Sarada menatap birunya langit di balik jendela, di antara tirai penutup jendela yang berkibar diserbu angin. Iris hitam tanpa kacamata itu terlihat semakin sendu dari waktu-waktu, yang pada puncaknya nanti, yakinlah bahwa sungai kecil akan kembali terbentuk di atas pipinya.

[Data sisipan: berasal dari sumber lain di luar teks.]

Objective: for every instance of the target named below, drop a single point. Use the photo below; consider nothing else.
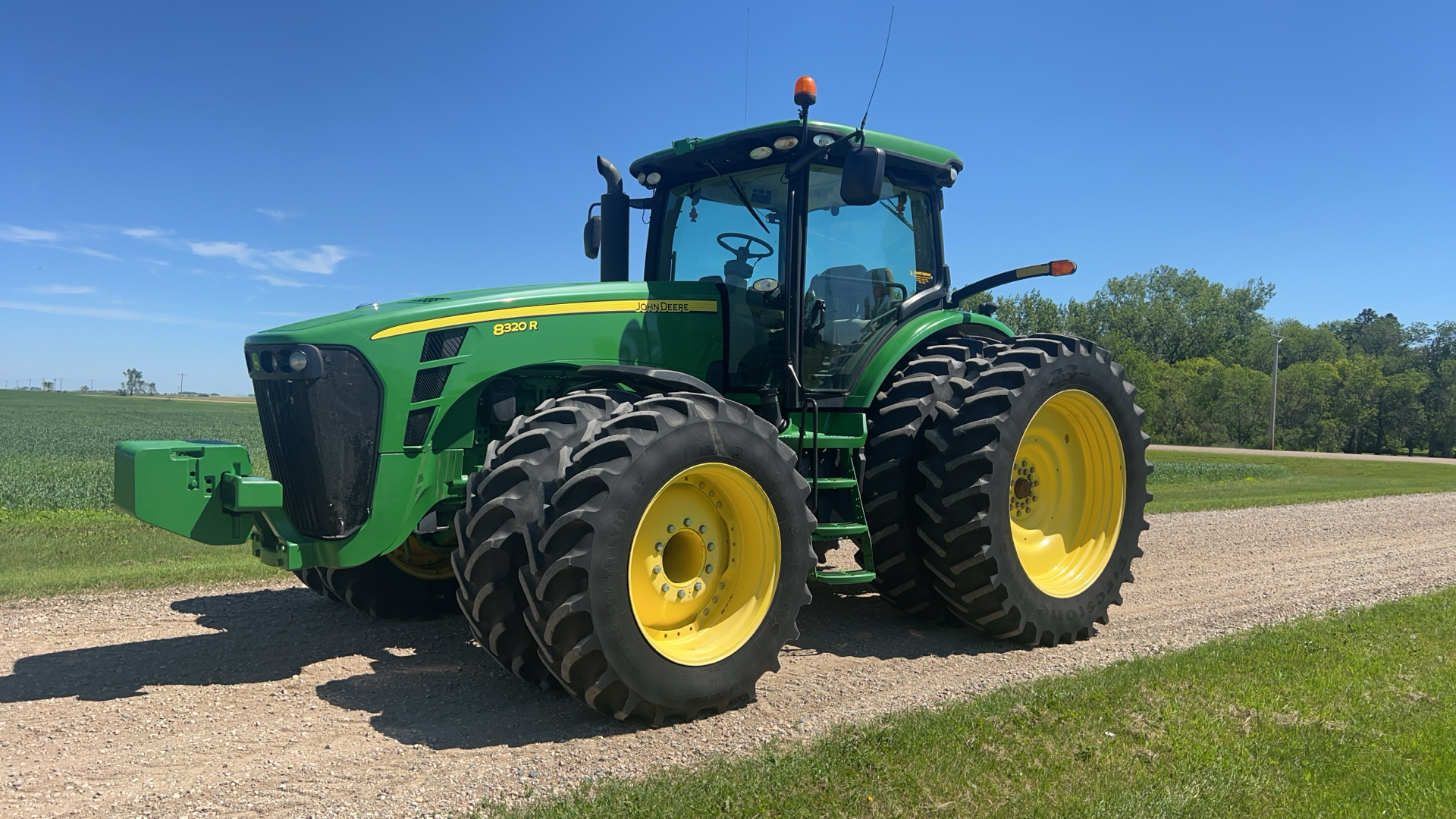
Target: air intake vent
(430, 384)
(322, 439)
(417, 426)
(443, 344)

"Akane sudah dihukum." Sasuke berdiri di ambang pintu usai memastikan bahwa ia siap untuk bicara. Kepergian sang Murid yang khalayak ketahui adalah untuk melindungi Putri Tunggal Uchiha tentu membuat batin Sasuke ikut tersentak kaget. Jujur pun, dulu ia kira Boruto tak benar-benar serius dengan janjinya itu. "Kelima Kage juga akan segera berkumpul sebelum Boruto dimakamkan."

Sarada tertawa sumbang sambil menatap jendela. "Bohong," lirihnya.

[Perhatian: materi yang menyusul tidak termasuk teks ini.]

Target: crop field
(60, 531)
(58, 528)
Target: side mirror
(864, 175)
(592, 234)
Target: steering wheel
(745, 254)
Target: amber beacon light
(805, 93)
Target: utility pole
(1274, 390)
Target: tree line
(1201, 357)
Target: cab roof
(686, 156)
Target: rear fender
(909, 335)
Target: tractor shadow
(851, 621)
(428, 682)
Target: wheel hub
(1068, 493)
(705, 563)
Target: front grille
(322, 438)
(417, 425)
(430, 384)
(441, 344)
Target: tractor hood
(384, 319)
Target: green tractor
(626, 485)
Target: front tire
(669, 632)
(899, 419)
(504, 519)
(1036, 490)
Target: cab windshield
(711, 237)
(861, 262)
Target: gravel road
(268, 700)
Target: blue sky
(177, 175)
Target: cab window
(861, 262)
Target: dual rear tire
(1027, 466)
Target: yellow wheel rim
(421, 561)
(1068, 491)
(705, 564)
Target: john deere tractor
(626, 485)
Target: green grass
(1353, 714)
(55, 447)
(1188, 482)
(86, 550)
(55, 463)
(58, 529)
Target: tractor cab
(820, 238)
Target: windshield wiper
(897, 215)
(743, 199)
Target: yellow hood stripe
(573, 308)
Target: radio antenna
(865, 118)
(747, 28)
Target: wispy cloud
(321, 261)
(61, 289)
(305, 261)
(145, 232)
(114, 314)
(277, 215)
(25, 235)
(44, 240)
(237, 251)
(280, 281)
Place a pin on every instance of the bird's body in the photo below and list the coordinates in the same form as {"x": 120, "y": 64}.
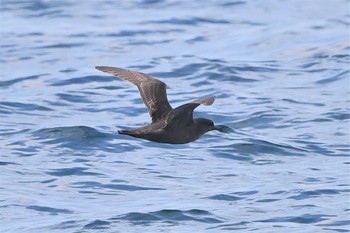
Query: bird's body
{"x": 174, "y": 126}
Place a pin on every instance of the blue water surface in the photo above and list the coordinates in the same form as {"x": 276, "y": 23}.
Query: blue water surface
{"x": 279, "y": 70}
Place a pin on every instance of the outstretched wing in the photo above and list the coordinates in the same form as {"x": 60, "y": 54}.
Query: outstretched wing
{"x": 153, "y": 91}
{"x": 183, "y": 115}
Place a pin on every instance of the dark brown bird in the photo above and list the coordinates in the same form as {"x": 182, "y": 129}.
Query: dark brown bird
{"x": 174, "y": 126}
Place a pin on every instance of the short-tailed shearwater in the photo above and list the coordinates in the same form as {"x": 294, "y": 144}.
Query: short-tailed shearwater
{"x": 174, "y": 126}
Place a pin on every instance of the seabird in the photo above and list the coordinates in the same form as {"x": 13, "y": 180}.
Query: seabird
{"x": 174, "y": 126}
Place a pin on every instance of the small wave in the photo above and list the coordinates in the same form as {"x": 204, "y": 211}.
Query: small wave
{"x": 97, "y": 225}
{"x": 50, "y": 210}
{"x": 170, "y": 215}
{"x": 76, "y": 171}
{"x": 305, "y": 219}
{"x": 19, "y": 80}
{"x": 84, "y": 80}
{"x": 108, "y": 187}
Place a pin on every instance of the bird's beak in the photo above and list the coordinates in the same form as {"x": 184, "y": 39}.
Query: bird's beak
{"x": 218, "y": 128}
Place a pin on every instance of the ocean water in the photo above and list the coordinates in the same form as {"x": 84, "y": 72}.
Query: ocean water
{"x": 279, "y": 70}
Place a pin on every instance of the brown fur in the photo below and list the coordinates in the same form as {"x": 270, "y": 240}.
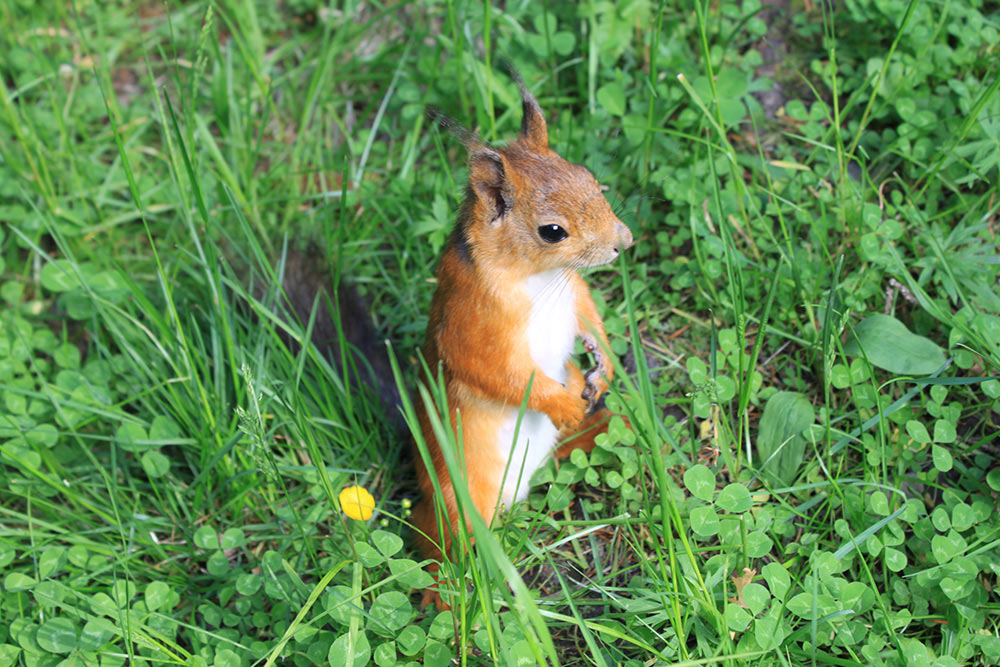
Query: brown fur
{"x": 479, "y": 315}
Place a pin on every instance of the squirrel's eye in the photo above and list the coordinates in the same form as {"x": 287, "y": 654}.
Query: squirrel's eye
{"x": 552, "y": 233}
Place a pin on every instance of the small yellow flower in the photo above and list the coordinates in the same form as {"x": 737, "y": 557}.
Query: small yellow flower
{"x": 357, "y": 503}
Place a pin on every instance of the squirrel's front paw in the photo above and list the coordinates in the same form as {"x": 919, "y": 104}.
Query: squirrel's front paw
{"x": 595, "y": 385}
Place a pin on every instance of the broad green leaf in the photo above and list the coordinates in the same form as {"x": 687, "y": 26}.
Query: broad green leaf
{"x": 777, "y": 578}
{"x": 734, "y": 499}
{"x": 780, "y": 445}
{"x": 206, "y": 538}
{"x": 962, "y": 517}
{"x": 390, "y": 611}
{"x": 129, "y": 435}
{"x": 60, "y": 275}
{"x": 368, "y": 556}
{"x": 443, "y": 625}
{"x": 409, "y": 573}
{"x": 758, "y": 544}
{"x": 226, "y": 657}
{"x": 342, "y": 652}
{"x": 233, "y": 538}
{"x": 248, "y": 583}
{"x": 155, "y": 464}
{"x": 704, "y": 521}
{"x": 611, "y": 96}
{"x": 942, "y": 458}
{"x": 700, "y": 481}
{"x": 917, "y": 431}
{"x": 156, "y": 595}
{"x": 18, "y": 581}
{"x": 888, "y": 344}
{"x": 737, "y": 618}
{"x": 387, "y": 543}
{"x": 895, "y": 559}
{"x": 411, "y": 640}
{"x": 756, "y": 597}
{"x": 58, "y": 635}
{"x": 385, "y": 654}
{"x": 437, "y": 654}
{"x": 944, "y": 431}
{"x": 96, "y": 633}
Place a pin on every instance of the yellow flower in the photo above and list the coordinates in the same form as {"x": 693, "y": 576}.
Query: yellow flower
{"x": 357, "y": 503}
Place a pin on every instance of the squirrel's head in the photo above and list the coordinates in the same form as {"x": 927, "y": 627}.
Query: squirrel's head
{"x": 533, "y": 210}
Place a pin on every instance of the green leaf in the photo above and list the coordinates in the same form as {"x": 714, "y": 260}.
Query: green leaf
{"x": 611, "y": 96}
{"x": 734, "y": 499}
{"x": 248, "y": 583}
{"x": 156, "y": 595}
{"x": 895, "y": 559}
{"x": 409, "y": 573}
{"x": 758, "y": 544}
{"x": 777, "y": 578}
{"x": 96, "y": 633}
{"x": 780, "y": 445}
{"x": 918, "y": 431}
{"x": 942, "y": 458}
{"x": 946, "y": 547}
{"x": 58, "y": 635}
{"x": 704, "y": 521}
{"x": 436, "y": 654}
{"x": 756, "y": 597}
{"x": 962, "y": 517}
{"x": 368, "y": 556}
{"x": 558, "y": 497}
{"x": 49, "y": 561}
{"x": 388, "y": 543}
{"x": 226, "y": 657}
{"x": 391, "y": 611}
{"x": 218, "y": 564}
{"x": 385, "y": 654}
{"x": 944, "y": 432}
{"x": 129, "y": 435}
{"x": 443, "y": 625}
{"x": 206, "y": 538}
{"x": 233, "y": 538}
{"x": 411, "y": 639}
{"x": 343, "y": 653}
{"x": 60, "y": 275}
{"x": 155, "y": 464}
{"x": 18, "y": 581}
{"x": 731, "y": 84}
{"x": 889, "y": 345}
{"x": 737, "y": 617}
{"x": 700, "y": 481}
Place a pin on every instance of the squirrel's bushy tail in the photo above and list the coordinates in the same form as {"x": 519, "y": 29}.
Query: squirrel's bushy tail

Sakura lekas menatap Sasuke memohon bantuan, berharap Sarada berkenan makan meski itu hanya sesuap. Gadis itu belum makan apa pun lagi sejak jatuh pingsan tempo hari.

"Boruto tak mungkin mati sekarang," lirih Sarada. "Kenapa semua orang berbohong?"

"Ini sungguhan, Sarada." Sasuke berjalan masuk usai menutup pintu. "Bukan hanya kau yang bersedih dan merasa kehilangan ... Naruto dan Hinata bahkan lebih—"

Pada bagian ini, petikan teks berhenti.